As a bibliphile I miss the almost total lack of fellow book lovers in the movies. Sure books are sometimes part of the plot, but usually they are a means to an end to obtain some specific knowledge to move the plot. The actual love of reading just doesn’t come through in the movies I have seen.
Well that was until I recently watched “Whispers of the Heart” which was directed by the late Yoshifumi Kondô. I was already a fan of him for his work in animation for Studio Ghibli and this is the only movie he directed for them. I had never heard of this film until it was recently mentioned by Stephen D. Greydanus at DecentFilms.com. I loved just about everything about this movie.
A young girl finds that all the books she chooses in the library have been previously checked out by the same boy
Finally I found a movie that has some sense of the love of books that I have. The girl Shizuku spends so much time reading and haunting libraries. Her excessive reading even interferes with her schoolwork. I reminded myself when I had even skipped classes in High School so that I could just go somewhere and read. Usually it is assumed that just being bookish will make you a great student. There is also a love of books within her family and I just loved all the books stacked everywhere in their house.

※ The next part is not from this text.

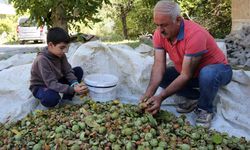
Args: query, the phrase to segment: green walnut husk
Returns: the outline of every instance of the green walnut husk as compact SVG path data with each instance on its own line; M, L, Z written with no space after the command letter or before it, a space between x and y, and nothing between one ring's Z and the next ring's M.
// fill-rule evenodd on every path
M176 117L161 110L152 116L142 109L145 109L142 104L85 99L81 105L35 111L15 123L0 124L0 147L1 150L250 149L250 142L244 137L191 126L183 115Z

The basic plot also reminded me of the days before computerized tracking of library books that the checkout card in the back of the book would list the people who checked it out before. It was fun to look over those names of strangers and have a strange solidarity with them.
Even considering the high quality of animation for Studio Ghibli, I found this movie exceptional in the detail like in the earlier days of Disney. Often I wanted to pause the film just to be able to look around the scene and take it all in. As much as I love computer animation and the quality of Pixar, this movie reminded me that it is a real loss that animation of this type is becoming rare.
There is one scene involving Shizuku, an aspiring writer, who gets an explanation from a grandfatherly figure about the craft of writing using the example of a geode. This was just a perfect though-provoking example and an example that applies to other crafts. There was a “follow your dreams” subplot to the story that wasn’t superficial like we usually find in that serious commitment was required in perfecting your art. This applies both to the girl and the boy who was reading the same books.
I really wish I had the skills of a film critic to really be able to point out all the reasons I so loved this movie. So much of this movie is trying to struggle out of me to find expression.